Q: You mentioned students will benefit from the course CBC 602 Risk Assessment in Cannabis Control by gaining a better understanding of cannabis policy effects. In addition to this, how do you think the cannabis control certificate program, as a whole, will benefit students?

 A: A major shortcoming in the cannabis industry today is a lack of understanding. Too often, regulators do not understand the needs of consumers or operators. Operators are frustrated with the lack of transparency and practicality in regulations, and consumers don’t understand why they have to jump through bureaucratic hoops and pay exorbitant prices. Some of this lack of understanding comes simply from the fact that this is a relatively new industry and the conventional knowledge base is still playing catch up.

The Graduate Certificate in Cannabis Control program is designed to introduce students to all the issues that shape the cannabis and hemp industries, not just the issues important to any one particular demographic. The issues present in the cannabis industry range from the expected business considerations to niche considerations driven by the unique scientific and legal nature of cannabis. Students will be able to move into the cannabis industry with a complete understanding of the various components of the industry and a comprehensive understanding of how they relate to each other. Furthermore, they will create as part of the program a bespoke toolbox of resources to help them navigate and thrive in the evolving industry.

Q: What are some organizations or associations that you recommend industry newcomers join? How could they benefit from joining them?

 A: There are two organizations that anyone in the cannabis industry should become involved with: (1) the National Cannabis Industry Association (NCIA), and (2) their state industry association (often MITA or HITA). Both organizations are helpful for meeting others who are interested in similar aspects of the industry. Like all industries, cannabis has niches and specialties and the more people that you know working on similar issues, the easier it will be to stay current. Trade industry associations are also critical in effectively lobbying lawmakers to make better cannabis policy.

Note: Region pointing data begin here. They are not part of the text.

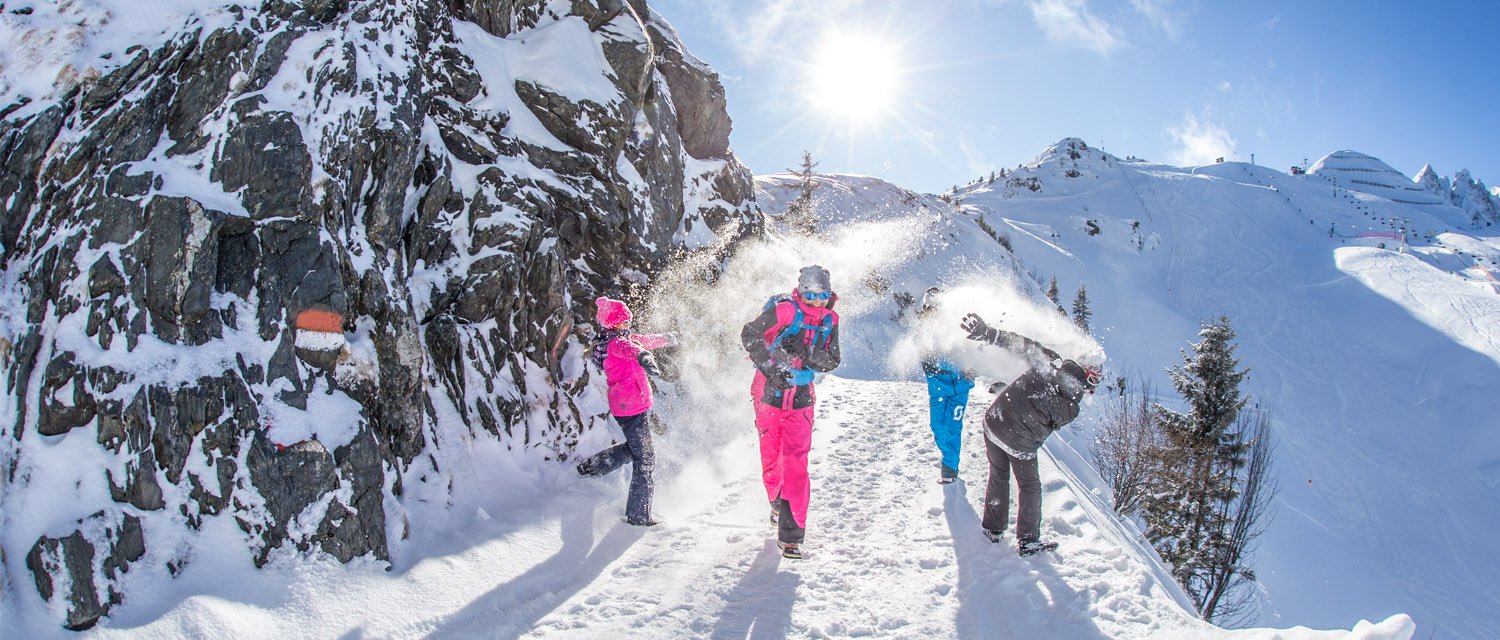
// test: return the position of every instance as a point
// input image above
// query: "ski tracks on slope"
(891, 553)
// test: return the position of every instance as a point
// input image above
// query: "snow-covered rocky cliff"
(267, 267)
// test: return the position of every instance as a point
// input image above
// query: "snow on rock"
(186, 179)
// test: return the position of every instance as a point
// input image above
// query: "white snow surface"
(1376, 355)
(1380, 366)
(893, 553)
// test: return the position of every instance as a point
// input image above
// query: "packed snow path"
(893, 553)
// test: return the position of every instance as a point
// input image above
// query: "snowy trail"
(893, 555)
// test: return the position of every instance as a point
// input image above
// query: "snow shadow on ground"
(1011, 597)
(759, 607)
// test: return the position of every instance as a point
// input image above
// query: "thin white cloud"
(1199, 141)
(978, 165)
(768, 29)
(1070, 23)
(1161, 14)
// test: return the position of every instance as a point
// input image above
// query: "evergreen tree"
(801, 215)
(1190, 514)
(1080, 309)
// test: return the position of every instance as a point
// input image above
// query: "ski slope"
(893, 555)
(1379, 364)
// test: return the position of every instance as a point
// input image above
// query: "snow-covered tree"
(1196, 511)
(1080, 309)
(801, 213)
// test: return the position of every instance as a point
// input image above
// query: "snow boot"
(1034, 547)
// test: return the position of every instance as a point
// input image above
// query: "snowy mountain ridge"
(1367, 314)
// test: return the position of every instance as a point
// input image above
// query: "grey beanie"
(813, 278)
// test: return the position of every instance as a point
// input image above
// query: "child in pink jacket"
(621, 352)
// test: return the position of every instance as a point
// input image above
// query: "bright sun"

Q: Which cannabis industry career path do you think is best for students who complete this program? Why?

A: One of the great parts of the cannabis industry is that there are very few standard career paths. People are moving into the industry from all types of backgrounds and there are career paths for just about anyone. That said, the two careers that stick out to me as benefiting the most from the certificate in cannabis control program are those related to creating cannabis policy or regulations and those that are related to operating a cannabis business. Future regulators will gain a better understanding of the science, history, business, and risks of the cannabis industry. Entrepreneurial students will gain a high-level view of the inner workings of the cannabis and hemp supply chains. Students will walk away with a wiki designed to include evergreen resources that will benefit any cannabis career path.

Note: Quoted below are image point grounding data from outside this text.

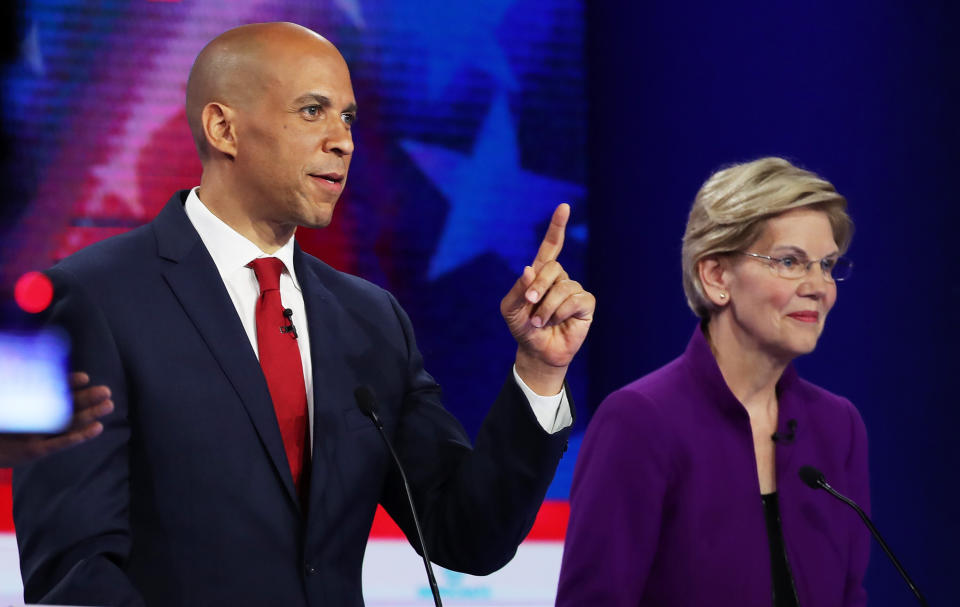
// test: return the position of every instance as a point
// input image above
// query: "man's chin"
(320, 216)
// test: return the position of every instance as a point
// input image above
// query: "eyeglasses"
(835, 269)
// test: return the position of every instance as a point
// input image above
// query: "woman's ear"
(715, 280)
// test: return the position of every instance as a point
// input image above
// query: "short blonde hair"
(731, 210)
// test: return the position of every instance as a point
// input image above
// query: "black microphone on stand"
(368, 405)
(815, 480)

Q: As the subject matter expert for the Risk Assessment in Cannabis Control course, what information/content did you feel was most important to include in the curriculum? Why?

 A: The risk assessment and control course starts with the premise that risk is relative to one’s perspective and, therefore, risk may be understood differently by different stakeholders in the cannabis industry: regulators, operators, and consumers. For example, government regulators are incentivized to reduce diversion for a variety of reasons, but unless they understand why the diversion is happening in the first place, they will never be able to create a policy to curb it effectively. Effective risk assessment and mitigation relies on understanding the motivations of the stakeholder groups and the industrial repercussions of policy decisions.

I feel that it is necessary at the outset to have the students place themselves in the shoes of each group to understand how each views the cannabis industry. Students will use the different values and drives of each group as they explore the different sources of risk in the cannabis supply chain.


*This interview has been edited for length and clarity.